If you’ve been looking for a great way to use up some leftover roast beef, look no farther than the all-American classic, beef hash. Not only does this dish do an amazing job of stretching your leftovers into a complete meal but the flavor will amaze you.
While the origins of a chopped meat dish are questionable, hash as we know it today is a distinctly American dish that varies as widely as the cooks who make it. The most commonly known variety is probably corned beef hash, but my families personal favorite is roast beef hash served a bit chunkier than the run of the mill restaurant variety.
Another variation on this dish is to grind or mince all of the ingredients and then saute them until crisp, almost like hash browns. While that method is lovely in itself, we prefer the more stew-like version presented here.
- 2 1/2 to 3 cups cooked beef, coarsely chopped (Leftover pot roast, corned beef, etc.)
- 2 large russet potatoes, peeled and diced
- 2 medium onions, chopped
- 1 green bell pepper, chopped
- 2 ribs celery, finely chopped
- 1 teaspoon dry mustard
- 1 teaspoon salt
- 1 teaspoon garlic powder
- 1/4 teaspoon ground thyme
- 2 Tbsp Worcestershire sauce
- 1 1/2 cups beef stock*
- *If drippings or beef gravy from the cooked roast remain, measure before adding beef stock, this will give a deeper, richer flavor
- Combine all ingredients and pack into a well-greased shallow baking pan.
- Cover with foil and bake at 375° for 50 minutes. Remove foil for the last 20 minutes of cooking to brown and crisp the top of the hash.
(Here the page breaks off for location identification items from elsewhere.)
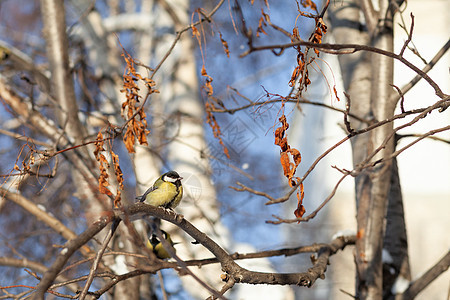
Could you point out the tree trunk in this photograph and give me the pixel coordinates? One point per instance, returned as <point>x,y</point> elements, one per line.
<point>380,217</point>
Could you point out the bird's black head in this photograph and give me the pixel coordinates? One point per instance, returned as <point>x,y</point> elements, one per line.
<point>171,176</point>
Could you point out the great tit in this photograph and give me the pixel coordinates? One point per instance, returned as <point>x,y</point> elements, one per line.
<point>165,192</point>
<point>155,245</point>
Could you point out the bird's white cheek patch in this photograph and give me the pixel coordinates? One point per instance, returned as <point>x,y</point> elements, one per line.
<point>170,179</point>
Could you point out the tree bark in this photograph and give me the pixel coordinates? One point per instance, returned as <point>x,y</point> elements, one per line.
<point>367,79</point>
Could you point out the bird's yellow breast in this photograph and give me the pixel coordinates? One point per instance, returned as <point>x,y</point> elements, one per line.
<point>167,193</point>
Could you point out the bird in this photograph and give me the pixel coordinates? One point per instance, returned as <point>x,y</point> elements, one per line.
<point>155,245</point>
<point>166,192</point>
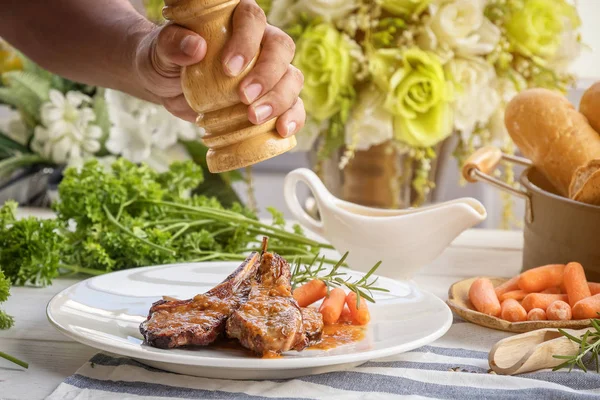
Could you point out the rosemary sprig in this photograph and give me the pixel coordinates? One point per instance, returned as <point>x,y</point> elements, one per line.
<point>589,343</point>
<point>335,278</point>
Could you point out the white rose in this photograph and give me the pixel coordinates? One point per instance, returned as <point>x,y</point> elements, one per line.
<point>370,123</point>
<point>285,11</point>
<point>506,90</point>
<point>476,97</point>
<point>460,27</point>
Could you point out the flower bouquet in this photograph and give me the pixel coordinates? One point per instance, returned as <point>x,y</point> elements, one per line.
<point>390,78</point>
<point>57,123</point>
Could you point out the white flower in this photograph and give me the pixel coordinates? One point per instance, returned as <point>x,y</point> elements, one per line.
<point>140,128</point>
<point>370,123</point>
<point>67,132</point>
<point>106,162</point>
<point>285,11</point>
<point>476,97</point>
<point>460,27</point>
<point>128,137</point>
<point>308,135</point>
<point>14,127</point>
<point>506,90</point>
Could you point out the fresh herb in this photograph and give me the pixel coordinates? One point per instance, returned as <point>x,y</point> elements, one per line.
<point>589,343</point>
<point>131,216</point>
<point>6,321</point>
<point>334,278</point>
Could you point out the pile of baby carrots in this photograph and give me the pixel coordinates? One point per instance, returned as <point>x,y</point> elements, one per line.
<point>552,292</point>
<point>337,306</point>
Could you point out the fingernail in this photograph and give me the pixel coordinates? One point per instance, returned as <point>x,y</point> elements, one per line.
<point>291,128</point>
<point>190,45</point>
<point>235,65</point>
<point>263,112</point>
<point>253,91</point>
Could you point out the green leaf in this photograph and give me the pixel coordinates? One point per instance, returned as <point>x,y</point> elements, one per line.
<point>26,92</point>
<point>278,219</point>
<point>29,84</point>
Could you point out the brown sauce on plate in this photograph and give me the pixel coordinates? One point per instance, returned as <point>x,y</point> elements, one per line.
<point>333,336</point>
<point>339,335</point>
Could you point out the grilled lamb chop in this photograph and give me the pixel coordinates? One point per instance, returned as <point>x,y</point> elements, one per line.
<point>312,321</point>
<point>271,320</point>
<point>201,320</point>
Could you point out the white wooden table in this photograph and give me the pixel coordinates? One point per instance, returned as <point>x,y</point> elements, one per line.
<point>52,357</point>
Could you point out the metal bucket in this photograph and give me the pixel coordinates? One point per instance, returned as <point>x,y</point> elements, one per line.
<point>558,230</point>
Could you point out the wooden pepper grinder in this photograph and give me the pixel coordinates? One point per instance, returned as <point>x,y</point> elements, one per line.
<point>233,141</point>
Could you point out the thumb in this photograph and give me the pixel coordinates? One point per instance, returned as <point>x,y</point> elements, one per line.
<point>178,47</point>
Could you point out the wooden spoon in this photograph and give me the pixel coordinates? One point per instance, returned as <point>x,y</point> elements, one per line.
<point>532,351</point>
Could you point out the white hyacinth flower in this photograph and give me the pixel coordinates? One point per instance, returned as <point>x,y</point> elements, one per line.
<point>67,131</point>
<point>141,130</point>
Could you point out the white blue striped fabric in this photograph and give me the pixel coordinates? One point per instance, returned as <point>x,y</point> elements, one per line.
<point>454,367</point>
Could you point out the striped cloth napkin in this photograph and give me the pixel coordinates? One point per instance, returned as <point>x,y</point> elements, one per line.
<point>454,367</point>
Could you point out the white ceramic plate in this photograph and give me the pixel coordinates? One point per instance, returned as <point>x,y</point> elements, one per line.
<point>105,313</point>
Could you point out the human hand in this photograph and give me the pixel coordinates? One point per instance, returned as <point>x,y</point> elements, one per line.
<point>271,89</point>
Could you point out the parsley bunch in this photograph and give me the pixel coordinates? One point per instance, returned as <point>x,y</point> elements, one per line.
<point>6,321</point>
<point>131,216</point>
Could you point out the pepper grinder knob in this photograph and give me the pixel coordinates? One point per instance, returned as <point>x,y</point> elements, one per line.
<point>233,141</point>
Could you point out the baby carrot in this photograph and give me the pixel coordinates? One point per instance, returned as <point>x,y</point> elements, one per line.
<point>594,288</point>
<point>310,292</point>
<point>332,306</point>
<point>515,294</point>
<point>512,311</point>
<point>587,308</point>
<point>559,311</point>
<point>576,283</point>
<point>360,315</point>
<point>552,291</point>
<point>508,286</point>
<point>346,316</point>
<point>483,296</point>
<point>541,300</point>
<point>537,279</point>
<point>536,314</point>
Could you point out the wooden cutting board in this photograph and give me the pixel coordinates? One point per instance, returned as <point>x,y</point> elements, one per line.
<point>458,301</point>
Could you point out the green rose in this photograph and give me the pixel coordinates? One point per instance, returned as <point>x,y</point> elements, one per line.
<point>404,7</point>
<point>535,27</point>
<point>323,56</point>
<point>418,97</point>
<point>383,63</point>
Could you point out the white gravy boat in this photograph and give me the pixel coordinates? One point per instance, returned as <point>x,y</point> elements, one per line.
<point>404,240</point>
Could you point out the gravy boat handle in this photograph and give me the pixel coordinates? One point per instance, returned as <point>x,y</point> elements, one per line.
<point>290,191</point>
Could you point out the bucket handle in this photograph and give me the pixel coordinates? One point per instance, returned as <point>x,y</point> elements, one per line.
<point>481,164</point>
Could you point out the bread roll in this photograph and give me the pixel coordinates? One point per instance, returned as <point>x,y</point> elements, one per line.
<point>552,134</point>
<point>585,186</point>
<point>590,106</point>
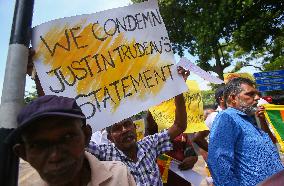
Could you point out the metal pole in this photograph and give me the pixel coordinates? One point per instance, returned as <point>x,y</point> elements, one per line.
<point>14,88</point>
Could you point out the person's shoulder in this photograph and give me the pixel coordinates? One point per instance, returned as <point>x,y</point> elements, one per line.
<point>120,173</point>
<point>114,165</point>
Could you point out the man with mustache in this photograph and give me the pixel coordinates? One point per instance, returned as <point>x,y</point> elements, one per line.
<point>52,136</point>
<point>140,157</point>
<point>240,153</point>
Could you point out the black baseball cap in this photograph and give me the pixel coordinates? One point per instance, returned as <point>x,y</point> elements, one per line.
<point>42,107</point>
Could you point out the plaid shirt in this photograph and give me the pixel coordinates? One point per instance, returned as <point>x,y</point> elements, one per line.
<point>145,170</point>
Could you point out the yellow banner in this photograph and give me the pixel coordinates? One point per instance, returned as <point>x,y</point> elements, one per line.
<point>164,114</point>
<point>140,128</point>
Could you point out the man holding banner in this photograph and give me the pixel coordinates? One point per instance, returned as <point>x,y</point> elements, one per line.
<point>240,153</point>
<point>140,157</point>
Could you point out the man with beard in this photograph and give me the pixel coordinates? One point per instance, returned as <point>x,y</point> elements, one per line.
<point>240,153</point>
<point>140,156</point>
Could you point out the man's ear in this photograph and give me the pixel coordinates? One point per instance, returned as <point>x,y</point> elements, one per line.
<point>20,151</point>
<point>87,129</point>
<point>232,99</point>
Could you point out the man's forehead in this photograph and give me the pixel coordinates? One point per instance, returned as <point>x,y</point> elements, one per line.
<point>124,121</point>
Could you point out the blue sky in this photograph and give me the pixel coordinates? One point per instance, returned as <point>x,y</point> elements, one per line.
<point>46,10</point>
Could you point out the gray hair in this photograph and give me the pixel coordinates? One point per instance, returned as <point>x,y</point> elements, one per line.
<point>234,87</point>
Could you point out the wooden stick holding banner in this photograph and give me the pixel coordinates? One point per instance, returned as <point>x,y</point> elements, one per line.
<point>115,63</point>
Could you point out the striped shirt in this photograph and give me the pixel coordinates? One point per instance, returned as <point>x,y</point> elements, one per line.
<point>145,171</point>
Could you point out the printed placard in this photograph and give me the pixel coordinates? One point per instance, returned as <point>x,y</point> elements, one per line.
<point>115,63</point>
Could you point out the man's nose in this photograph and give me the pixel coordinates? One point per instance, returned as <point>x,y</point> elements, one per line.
<point>256,97</point>
<point>55,153</point>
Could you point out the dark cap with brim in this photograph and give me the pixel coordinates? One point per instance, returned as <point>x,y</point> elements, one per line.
<point>43,107</point>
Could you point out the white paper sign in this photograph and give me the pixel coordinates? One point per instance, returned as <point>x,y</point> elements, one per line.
<point>115,63</point>
<point>189,175</point>
<point>185,63</point>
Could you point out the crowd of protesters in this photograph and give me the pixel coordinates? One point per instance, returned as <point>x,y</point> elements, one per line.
<point>54,138</point>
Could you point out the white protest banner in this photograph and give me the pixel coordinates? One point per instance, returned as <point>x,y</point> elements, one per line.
<point>185,63</point>
<point>115,63</point>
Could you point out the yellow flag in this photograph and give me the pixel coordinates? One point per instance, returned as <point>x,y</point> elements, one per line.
<point>274,114</point>
<point>164,114</point>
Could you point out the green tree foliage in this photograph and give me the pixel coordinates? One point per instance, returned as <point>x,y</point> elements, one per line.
<point>208,98</point>
<point>221,32</point>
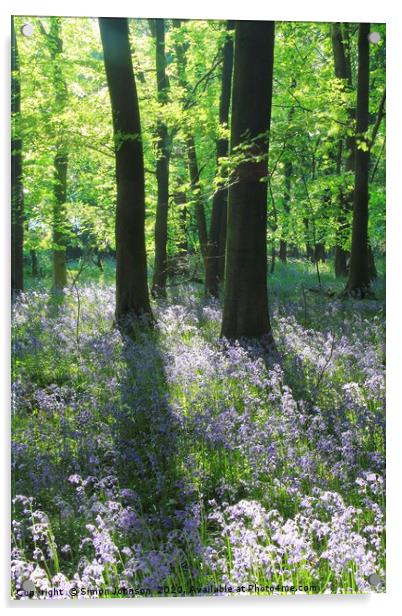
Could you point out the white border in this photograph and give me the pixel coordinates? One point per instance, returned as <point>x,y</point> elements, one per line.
<point>307,10</point>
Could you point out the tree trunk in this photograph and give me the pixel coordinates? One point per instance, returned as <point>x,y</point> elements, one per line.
<point>245,312</point>
<point>17,195</point>
<point>55,45</point>
<point>217,235</point>
<point>359,281</point>
<point>180,50</point>
<point>132,299</point>
<point>196,190</point>
<point>162,167</point>
<point>34,264</point>
<point>319,252</point>
<point>59,236</point>
<point>343,71</point>
<point>371,264</point>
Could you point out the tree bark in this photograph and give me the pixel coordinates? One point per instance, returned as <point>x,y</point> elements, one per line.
<point>194,172</point>
<point>132,298</point>
<point>217,234</point>
<point>17,194</point>
<point>196,190</point>
<point>245,311</point>
<point>162,167</point>
<point>286,205</point>
<point>343,71</point>
<point>55,45</point>
<point>34,264</point>
<point>359,280</point>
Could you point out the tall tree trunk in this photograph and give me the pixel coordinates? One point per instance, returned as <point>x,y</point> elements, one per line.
<point>34,264</point>
<point>371,264</point>
<point>59,236</point>
<point>17,195</point>
<point>162,167</point>
<point>245,311</point>
<point>286,204</point>
<point>343,71</point>
<point>193,167</point>
<point>132,298</point>
<point>359,280</point>
<point>217,233</point>
<point>196,190</point>
<point>55,45</point>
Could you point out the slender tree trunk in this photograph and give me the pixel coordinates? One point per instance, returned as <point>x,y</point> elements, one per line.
<point>309,250</point>
<point>162,167</point>
<point>17,194</point>
<point>132,298</point>
<point>217,234</point>
<point>245,311</point>
<point>371,264</point>
<point>283,249</point>
<point>59,236</point>
<point>196,190</point>
<point>193,167</point>
<point>34,264</point>
<point>55,45</point>
<point>343,71</point>
<point>359,280</point>
<point>180,200</point>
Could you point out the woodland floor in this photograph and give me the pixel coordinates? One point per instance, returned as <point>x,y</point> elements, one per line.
<point>178,461</point>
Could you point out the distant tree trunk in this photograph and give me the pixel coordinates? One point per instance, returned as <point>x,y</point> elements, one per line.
<point>273,255</point>
<point>196,190</point>
<point>55,45</point>
<point>132,299</point>
<point>319,252</point>
<point>309,249</point>
<point>245,311</point>
<point>286,205</point>
<point>34,264</point>
<point>343,71</point>
<point>162,167</point>
<point>359,280</point>
<point>180,200</point>
<point>17,194</point>
<point>193,167</point>
<point>371,264</point>
<point>217,233</point>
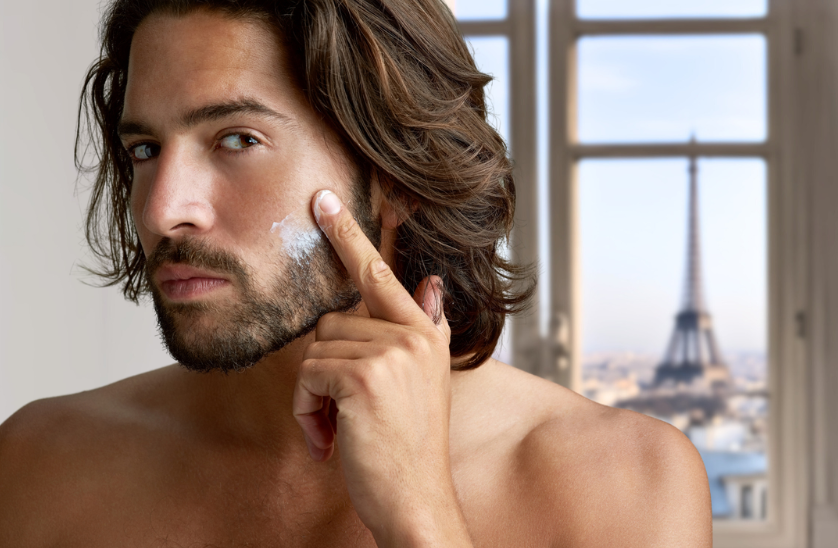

- Preparation time: 15 minute(s)
- Cooking time: 50 minute(s)
- Number of servings (yield): 6
- Culinary tradition: USA (Traditional)
What I would have done differently had I thought of it at the time:
For a hash that’s closer to a skillet cooked version, try using a half-sheet pan (large cookie sheet) instead of a baking pan. Cook time will probably be reduced by 10 minutes, but you should end up with a drier and crispier hash.